Basic economics—really, basic psychology—comes into play here. If someone you want the attention of disapproves of the way you’re trying to get their attention, you will generally stop doing that thing, assuming that you are a reasonable person.
A company, particularly a large business that wants sales, operates on the same principle: If nobody’s buying, then why should they sell? If rainbow merchandise isn’t being purchased due to an outcry about appropriating queer culture without supporting the community, then a company won’t sell those items anymore—especially if it’s already getting hate from homophobes who want this “woke agenda” gone from their local retail chains. If the target audience is uninterested, and other audiences are hateful, it’s a far better choice for the company to just stop selling these products.
Big corporations are not immune to antagonism, and progress does not come all at once. We’ve seen this with queer representation in popular media. For instance, in decades past the media would primarily represent the LGBTQ+ community through little insulting jokes, or as creepy, evil people who were bad-intentioned in every way. Then we had progress with implied queerness, or “word of God” declarations by authors that a character is gay.
Now we have progressed even further. We have “Nimona” and “Priory of the Orange Tree” and games where you can create nonbinary and trans characters without it being a big deal in-world (thank you, Baldur’s Gate 3). There is still more work to be done to get to the point where these things are normal instead of celebrating every time we have a queer character in a piece of media, but these are huge strides from the days of the Hays Code.
All this to say, change and support is a gradual process, however much we might want it to be instantaneous. It was a big risk for big companies to start engaging in rainbow capitalism in the first place—they would have done plenty of economic analysis beforehand, and the fact that it was an option considered at all is huge progress from where we were even 20 years ago.

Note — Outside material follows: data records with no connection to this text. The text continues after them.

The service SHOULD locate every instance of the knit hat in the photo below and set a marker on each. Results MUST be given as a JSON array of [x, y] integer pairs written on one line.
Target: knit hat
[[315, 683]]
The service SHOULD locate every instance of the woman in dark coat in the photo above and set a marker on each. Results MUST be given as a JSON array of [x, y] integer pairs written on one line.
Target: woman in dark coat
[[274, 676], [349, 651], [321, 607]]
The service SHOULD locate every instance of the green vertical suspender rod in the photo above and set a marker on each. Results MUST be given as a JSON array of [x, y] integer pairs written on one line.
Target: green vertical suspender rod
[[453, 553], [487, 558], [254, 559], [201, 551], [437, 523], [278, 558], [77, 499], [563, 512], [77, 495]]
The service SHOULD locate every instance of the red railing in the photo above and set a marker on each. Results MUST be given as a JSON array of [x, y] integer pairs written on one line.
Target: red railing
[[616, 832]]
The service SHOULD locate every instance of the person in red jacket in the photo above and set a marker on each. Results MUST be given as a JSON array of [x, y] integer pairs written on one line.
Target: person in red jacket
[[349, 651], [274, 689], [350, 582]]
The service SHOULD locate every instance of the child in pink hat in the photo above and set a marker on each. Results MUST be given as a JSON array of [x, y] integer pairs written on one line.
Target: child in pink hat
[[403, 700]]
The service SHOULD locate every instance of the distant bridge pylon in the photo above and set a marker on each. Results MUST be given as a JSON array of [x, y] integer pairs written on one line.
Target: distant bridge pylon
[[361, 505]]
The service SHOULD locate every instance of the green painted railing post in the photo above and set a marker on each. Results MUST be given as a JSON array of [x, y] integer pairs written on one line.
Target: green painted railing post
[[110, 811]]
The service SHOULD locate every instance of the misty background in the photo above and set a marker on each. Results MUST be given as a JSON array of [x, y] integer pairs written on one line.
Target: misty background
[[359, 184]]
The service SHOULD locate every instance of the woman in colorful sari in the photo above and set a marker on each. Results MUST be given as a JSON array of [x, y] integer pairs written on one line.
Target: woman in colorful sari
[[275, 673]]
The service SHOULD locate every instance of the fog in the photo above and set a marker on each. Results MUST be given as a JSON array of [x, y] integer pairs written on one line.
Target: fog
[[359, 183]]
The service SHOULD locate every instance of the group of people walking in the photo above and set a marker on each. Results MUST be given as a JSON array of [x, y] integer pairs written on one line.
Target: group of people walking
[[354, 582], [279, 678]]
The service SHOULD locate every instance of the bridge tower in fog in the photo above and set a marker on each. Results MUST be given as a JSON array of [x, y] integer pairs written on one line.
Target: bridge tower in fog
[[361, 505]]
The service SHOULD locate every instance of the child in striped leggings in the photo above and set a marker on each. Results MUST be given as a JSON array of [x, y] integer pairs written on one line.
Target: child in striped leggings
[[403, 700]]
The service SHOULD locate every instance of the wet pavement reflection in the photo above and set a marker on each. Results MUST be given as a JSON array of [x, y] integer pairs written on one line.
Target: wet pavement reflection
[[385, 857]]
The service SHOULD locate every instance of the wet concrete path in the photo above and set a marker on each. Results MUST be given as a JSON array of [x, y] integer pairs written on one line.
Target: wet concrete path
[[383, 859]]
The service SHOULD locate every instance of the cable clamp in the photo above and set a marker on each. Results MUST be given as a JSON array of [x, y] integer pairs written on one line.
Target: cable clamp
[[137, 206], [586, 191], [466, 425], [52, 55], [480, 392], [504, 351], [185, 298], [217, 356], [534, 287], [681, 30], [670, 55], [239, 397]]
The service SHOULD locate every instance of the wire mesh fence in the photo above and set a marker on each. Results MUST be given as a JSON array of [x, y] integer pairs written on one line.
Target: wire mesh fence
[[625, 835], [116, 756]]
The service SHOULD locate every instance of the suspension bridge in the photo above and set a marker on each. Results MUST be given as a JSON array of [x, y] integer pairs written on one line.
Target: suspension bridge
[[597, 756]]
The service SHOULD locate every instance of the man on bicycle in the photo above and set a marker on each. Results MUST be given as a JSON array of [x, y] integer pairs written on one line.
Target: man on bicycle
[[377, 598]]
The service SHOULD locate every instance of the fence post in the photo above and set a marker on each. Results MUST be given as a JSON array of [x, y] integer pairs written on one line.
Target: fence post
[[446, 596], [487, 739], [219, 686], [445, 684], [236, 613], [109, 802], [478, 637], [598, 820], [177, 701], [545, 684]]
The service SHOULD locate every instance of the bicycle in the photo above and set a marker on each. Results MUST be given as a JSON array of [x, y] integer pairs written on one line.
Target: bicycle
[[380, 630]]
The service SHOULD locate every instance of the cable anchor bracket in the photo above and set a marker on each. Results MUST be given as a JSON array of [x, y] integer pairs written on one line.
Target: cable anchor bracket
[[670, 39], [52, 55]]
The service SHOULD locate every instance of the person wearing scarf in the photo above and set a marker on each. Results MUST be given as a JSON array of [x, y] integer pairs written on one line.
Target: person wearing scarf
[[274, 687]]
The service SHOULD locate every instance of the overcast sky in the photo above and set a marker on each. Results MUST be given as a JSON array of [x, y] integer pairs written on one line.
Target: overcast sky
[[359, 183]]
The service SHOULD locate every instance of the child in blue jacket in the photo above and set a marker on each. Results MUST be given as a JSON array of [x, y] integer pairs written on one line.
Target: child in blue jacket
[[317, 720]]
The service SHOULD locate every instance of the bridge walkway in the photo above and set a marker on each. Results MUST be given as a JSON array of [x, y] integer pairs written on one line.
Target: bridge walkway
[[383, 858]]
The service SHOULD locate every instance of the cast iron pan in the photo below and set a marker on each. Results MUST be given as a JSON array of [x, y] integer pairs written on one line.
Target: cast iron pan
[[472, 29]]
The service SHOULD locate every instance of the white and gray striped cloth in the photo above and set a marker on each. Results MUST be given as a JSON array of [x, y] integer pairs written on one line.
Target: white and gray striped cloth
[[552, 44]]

It means that we are becoming more mainstream and more accepted even when it seems like queerphobia is only growing louder. It means that we’re a demographic that can be marketed to openly, and that’s progress under capitalism.
Am I saying that big companies do plenty by engaging in rainbow capitalism and paying lip service to queer rights and there’s nothing they should do to show support in more tangible ways? To the contrary: If companies feel ready to make the sacrifices that rainbow capitalism entails, they should also gear up to provide more material support, even if it’s something as small as donating some percentage of profits from rainbow merchandise to charities supporting LGBTQ+ people.
Am I advocating for trans folks to go buy a Target-brand chest binder instead of their tried-and-tested, less unsafe Spectrum or Underworks gear? No—I’m not going to tell anyone to buy things they’re not interested in, or that have safer alternatives. That would be terrifically hypocritical of me.
But we cannot engage in booing rainbow capitalism off the stage, and then be surprised and disappointed when it actually retreats behind the curtain again.
Progress moves incrementally, and we need to keep fighting for it. But despising others for putting us out there is counterproductive and we cannot expect everything to become perfect all at once.
Take what you can get, show that those steps are good for everyone and not just you and then keep pushing for more. This is the way we can effect real, lasting change.